As a subject, taxonomy is often regarded as dull and uninspiring. With understanding, however, it can be stimulating and exciting, as indeed were the personal and sometimes unorthodox views expressed by Cowan in the previous edition of this Manual. Moreover, taxonomy is fundamental to the application and use of the increasingly available commercial identification kits now used so widely for medical (and other) bacteria so that knowledge of the basic principles concerned is perhaps more than ever essential.

The application of taxonomy, as a science, to bacteriology took a long time. Bulloch's (1938) History of Bacteriology, Brock's (1961) Milestones in Microbiology and Postgate's (1969) Microbes and Man epitomise the applied and practical nature of early bacteriology. This was concerned chiefly with ‘diseases’ of wine, plants and animals, and little thought was given to theoretical aspects such as taxonomy. The main lines of investigation were to determine causes and, if possible, find cures, from which diagnostic bacteriology and preventive medicine developed. To the early medical bacteriologists, the systematic classification of bacteria was not essential. Indeed it was not until botanists who took an interest in these ‘new’ and strange organisms tried to apply variations of their own classical rules for naming them that bacterial taxonomy first began. By and large medical bacteriologists were content to let bacterial names look after themselves; they used names which were meaningful to them in relation to illness, such as ‘Bacillus typhosus’ or more generally ‘the typhoid bacillus’.

TAXONOMIC TERMS

We have been unable to avoid the use of some taxonomic terms in this Manual, and short notes on some of those more commonly used are given below. Those who would like more help or greater detail should consult A Dictionary of Microbial Taxonomy by Cowan (1978).

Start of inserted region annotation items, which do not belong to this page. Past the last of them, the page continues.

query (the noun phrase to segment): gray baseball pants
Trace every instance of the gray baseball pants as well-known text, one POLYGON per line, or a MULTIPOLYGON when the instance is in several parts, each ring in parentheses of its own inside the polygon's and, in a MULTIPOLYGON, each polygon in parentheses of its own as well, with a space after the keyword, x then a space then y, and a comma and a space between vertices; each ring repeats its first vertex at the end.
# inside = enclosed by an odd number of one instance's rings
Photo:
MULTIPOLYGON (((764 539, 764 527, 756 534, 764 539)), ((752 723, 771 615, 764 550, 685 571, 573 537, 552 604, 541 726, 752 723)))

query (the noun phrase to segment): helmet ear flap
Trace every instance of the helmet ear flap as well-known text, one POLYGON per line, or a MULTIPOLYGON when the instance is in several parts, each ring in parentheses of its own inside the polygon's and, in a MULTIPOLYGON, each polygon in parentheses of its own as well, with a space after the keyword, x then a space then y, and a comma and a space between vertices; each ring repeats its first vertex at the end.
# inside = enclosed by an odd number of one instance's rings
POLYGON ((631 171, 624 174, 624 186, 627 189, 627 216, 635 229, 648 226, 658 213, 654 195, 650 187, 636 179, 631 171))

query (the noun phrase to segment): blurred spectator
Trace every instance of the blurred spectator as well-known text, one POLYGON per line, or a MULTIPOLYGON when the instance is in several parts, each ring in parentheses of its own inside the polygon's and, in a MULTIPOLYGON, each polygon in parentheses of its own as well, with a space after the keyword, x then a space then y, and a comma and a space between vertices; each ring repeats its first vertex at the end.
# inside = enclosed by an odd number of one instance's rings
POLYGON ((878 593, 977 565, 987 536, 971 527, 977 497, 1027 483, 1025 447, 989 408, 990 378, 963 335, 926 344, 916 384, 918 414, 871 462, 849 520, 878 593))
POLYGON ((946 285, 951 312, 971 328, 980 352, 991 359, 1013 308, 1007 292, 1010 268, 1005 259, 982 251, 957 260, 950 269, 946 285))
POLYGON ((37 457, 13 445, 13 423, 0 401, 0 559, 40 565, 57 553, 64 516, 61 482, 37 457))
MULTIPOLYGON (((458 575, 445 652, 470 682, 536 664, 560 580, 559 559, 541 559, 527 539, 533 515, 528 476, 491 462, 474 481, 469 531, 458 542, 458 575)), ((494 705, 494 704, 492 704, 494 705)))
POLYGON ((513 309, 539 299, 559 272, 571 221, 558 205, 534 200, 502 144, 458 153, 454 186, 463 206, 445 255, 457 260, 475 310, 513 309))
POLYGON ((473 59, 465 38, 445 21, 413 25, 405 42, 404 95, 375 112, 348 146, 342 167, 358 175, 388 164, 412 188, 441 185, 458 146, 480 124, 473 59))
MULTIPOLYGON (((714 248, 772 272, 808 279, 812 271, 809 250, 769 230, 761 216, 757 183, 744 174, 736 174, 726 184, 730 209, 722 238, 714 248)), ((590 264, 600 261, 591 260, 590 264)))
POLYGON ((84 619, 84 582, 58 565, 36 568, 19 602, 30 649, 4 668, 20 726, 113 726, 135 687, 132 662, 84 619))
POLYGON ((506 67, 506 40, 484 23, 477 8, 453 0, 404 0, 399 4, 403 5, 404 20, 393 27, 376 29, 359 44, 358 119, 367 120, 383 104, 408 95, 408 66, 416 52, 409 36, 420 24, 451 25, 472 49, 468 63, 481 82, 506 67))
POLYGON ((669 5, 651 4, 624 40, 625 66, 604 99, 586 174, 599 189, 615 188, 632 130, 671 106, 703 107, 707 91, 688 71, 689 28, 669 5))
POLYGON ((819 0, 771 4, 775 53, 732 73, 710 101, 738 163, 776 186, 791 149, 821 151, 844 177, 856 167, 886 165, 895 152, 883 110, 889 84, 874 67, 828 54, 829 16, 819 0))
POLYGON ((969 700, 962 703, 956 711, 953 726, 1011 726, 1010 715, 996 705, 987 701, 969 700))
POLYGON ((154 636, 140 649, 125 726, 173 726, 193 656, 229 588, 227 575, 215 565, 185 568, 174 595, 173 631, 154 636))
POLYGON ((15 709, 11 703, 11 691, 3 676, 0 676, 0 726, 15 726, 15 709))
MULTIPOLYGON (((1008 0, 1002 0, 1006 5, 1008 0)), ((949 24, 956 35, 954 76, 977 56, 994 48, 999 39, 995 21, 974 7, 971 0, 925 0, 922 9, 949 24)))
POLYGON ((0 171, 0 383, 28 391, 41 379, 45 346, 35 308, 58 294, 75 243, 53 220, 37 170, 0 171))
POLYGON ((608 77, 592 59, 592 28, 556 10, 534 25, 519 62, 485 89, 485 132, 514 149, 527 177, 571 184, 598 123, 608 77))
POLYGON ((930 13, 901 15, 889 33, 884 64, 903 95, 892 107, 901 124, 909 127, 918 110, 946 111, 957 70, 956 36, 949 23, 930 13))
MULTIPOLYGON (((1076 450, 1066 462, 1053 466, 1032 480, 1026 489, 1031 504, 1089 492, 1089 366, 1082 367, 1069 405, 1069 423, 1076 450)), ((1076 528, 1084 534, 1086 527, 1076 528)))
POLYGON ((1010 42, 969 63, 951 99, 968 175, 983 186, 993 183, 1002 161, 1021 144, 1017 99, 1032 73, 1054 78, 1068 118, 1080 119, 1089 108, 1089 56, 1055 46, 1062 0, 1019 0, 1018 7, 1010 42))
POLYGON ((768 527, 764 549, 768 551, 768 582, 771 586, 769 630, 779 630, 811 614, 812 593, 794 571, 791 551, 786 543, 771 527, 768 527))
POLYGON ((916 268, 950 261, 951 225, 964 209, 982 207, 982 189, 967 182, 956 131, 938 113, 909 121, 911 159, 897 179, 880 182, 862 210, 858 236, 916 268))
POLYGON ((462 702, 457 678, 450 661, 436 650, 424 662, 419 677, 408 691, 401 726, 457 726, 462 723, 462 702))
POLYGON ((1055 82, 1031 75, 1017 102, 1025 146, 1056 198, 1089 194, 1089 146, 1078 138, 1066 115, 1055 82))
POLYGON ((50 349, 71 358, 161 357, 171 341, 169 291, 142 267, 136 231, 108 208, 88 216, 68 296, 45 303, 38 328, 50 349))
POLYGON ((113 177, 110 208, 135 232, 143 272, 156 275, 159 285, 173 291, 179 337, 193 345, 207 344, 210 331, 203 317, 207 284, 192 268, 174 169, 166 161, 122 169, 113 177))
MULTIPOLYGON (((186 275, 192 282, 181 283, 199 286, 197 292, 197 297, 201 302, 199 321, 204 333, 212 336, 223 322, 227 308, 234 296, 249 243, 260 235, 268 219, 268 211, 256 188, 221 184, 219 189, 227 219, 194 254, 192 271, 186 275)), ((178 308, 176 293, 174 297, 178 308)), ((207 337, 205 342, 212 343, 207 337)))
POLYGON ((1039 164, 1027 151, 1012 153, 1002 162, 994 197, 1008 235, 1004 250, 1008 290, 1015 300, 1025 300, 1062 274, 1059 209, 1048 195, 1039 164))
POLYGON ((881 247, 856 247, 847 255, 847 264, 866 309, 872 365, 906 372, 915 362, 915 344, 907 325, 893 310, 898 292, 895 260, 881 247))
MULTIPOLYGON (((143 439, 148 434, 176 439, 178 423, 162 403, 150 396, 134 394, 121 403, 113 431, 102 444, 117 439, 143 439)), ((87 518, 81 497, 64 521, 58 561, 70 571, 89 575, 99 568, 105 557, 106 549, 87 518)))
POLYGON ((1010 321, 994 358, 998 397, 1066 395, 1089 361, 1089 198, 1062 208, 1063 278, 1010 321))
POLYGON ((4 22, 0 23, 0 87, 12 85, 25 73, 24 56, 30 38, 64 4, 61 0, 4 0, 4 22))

Accession number. The number allotted to a culture when it is accessioned (accepted) into a permanently established culture collection. Even if the classification (and the name) of the organism changes, the accession number remains the same.

Antibiogram. A record of the sensitivity or resistance of an organism to the different antibiotics listed. It is often an essential part of the bacteriological report made to the clinician who sent the specimen. Sometimes the sensitivity or resistance to particular antibiotics can aid in identification although the possibility of changes during antibiotic therapy should always be remembered. Non-therapeutic substances such as lysozyme or O/129 may also assist in the identification of an organism.

Carboxyphilic; capnophilic. Used to describe an organism whose growth is improved, or made possible, by an increase in the CO2 content of the atmosphere.

Category. Used in taxonomy to indicate RANK in a hierarchical system of classification: genus, species, and so on. Often also used with the ordinary meaning of ‘kind’.

Chemotaxonomy. A term used to describe the chemical nature of the structure and functions of organisms as applied to their taxonomy.

In characterization by stages, the first-stage table is combined with a figure and shows how, with a small number of selected characters, Gram-positive bacteria can be divided into groups that correspond to those used in orthodox classifications. Not all of the theoretically possible combinations of characters are shown in Table 6.1 because many of them do not seem to occur in nature. Each shaded square indicates the genus or genera that have the characters shown in the same column in the table above it. Equivocal characters, those difficult to determine, and characters markedly influenced by culture medium or test method can make a genus span more than one column; we have therefore tried to concentrate on the reactions given by most strains of a species in the kind of media likely to be used in routine diagnostic laboratories (majority reactions or characters) though in doing this we may perhaps have introduced a tidiness that is not warranted by the biological nature of the scheme. An example of generic spread is seen with Aerococcus, which appears in the third and fourth columns of Table 6.1; in this case, the reason for the spread is that the catalase reaction is not always easy to read and may be interpreted in different ways by different workers. Those who expect a large volume of gas to be produced may record the feeble reaction of A.